IHL also found that many retailers are looking to cut costs and/or take advantage of new services so they are buying new POS units with touch-screen LCDs (which lower power costs).

POS inconsistency is proving costly for top retailers. Click here to read more.

Depending on how the numbers are crunched, Linux may have helped, especially with enthusiastic Linux support from Pep Boys, Burlington Coat Factory and Circuit City.
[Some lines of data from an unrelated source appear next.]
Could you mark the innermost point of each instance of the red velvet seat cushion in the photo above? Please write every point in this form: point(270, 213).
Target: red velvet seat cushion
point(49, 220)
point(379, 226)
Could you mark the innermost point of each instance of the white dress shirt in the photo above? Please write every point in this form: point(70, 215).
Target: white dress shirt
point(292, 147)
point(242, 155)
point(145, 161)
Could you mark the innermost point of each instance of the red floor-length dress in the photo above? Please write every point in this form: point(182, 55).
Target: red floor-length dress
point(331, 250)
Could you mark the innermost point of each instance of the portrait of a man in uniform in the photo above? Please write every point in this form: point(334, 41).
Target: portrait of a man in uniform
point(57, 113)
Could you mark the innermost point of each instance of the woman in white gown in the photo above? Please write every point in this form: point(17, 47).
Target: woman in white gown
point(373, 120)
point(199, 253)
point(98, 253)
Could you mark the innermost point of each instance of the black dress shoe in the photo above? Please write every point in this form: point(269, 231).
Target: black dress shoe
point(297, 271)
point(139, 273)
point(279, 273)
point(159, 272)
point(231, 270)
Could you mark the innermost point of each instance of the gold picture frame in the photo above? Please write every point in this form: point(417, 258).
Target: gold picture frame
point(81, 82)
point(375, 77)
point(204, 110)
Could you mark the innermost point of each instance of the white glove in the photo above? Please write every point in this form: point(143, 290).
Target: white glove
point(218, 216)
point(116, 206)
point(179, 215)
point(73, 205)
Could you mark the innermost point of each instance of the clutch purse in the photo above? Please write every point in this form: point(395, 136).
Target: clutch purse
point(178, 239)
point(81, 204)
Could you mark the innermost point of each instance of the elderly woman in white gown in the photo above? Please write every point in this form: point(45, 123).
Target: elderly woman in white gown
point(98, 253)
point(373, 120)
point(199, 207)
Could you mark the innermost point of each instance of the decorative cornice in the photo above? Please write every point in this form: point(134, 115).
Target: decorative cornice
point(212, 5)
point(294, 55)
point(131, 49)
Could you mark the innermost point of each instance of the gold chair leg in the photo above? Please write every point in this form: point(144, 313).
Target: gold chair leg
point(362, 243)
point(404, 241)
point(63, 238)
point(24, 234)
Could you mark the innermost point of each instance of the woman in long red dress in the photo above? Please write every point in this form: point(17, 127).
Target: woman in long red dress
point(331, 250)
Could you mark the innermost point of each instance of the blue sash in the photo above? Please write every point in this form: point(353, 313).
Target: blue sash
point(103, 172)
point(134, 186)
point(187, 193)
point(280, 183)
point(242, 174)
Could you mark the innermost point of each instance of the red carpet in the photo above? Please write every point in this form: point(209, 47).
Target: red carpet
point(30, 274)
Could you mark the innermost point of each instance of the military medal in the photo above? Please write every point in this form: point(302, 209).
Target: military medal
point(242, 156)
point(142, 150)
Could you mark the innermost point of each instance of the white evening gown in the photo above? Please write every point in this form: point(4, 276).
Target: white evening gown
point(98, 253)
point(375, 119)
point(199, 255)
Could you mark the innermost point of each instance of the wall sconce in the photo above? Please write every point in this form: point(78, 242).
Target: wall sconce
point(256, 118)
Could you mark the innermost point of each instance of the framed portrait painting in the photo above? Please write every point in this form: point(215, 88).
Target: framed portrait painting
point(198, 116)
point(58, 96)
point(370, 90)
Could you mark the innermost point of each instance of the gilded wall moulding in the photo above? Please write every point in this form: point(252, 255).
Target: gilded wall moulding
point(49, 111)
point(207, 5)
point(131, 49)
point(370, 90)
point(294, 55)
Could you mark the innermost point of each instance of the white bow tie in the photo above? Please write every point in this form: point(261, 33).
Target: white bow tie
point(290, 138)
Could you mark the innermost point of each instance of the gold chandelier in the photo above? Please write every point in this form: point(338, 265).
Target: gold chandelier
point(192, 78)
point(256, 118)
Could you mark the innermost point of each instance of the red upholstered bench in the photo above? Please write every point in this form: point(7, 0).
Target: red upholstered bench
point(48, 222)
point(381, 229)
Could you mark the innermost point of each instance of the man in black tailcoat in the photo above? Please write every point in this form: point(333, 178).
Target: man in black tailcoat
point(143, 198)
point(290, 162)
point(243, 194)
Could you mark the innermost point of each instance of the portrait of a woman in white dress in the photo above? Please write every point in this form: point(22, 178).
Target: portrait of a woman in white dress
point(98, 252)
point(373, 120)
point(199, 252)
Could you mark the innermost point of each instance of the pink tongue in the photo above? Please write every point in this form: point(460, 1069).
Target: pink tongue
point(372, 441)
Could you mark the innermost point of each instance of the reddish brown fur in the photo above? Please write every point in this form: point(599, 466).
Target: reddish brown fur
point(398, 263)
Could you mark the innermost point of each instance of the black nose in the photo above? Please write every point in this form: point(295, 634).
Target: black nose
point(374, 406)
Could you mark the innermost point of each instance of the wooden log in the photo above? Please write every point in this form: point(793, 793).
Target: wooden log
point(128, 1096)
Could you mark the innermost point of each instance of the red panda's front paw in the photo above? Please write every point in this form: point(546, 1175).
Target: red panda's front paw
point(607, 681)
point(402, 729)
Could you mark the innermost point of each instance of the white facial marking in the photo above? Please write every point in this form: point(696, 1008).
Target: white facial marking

Linux shipments were flat last year, but its percentage of the installed base soared some 44 percent because Linux replaced some POS units based on either MS-DOS or IBM 4690 terminals, IHL President Greg Buzek said in an interview.

“Retailers continue to see the POS as more than just a method for accurately recording sales,” Buzek said. “Added functionality at the POS, whether in the form of capabilities like customer returns, inventory look-up, or work force management, helps retailers see POS as the central system in the store, and they are willing to invest in it accordingly.”

Buzek also found interesting sharp increases in two Microsoft POS offerings: Windows XP Embedded, which saw shipments increase 242 percent, IHL said, and Windows Embedded for Point of Service (WEPOS), which saw shipments climb by 80 percent.

That is interesting, Buzek said, because it’s so strongly influenced by Microsoft license price, which charges $10 more for WEPOS. “That’s why XP Embedded is doing better, even though WEPOS is more flexible,” Buzek said.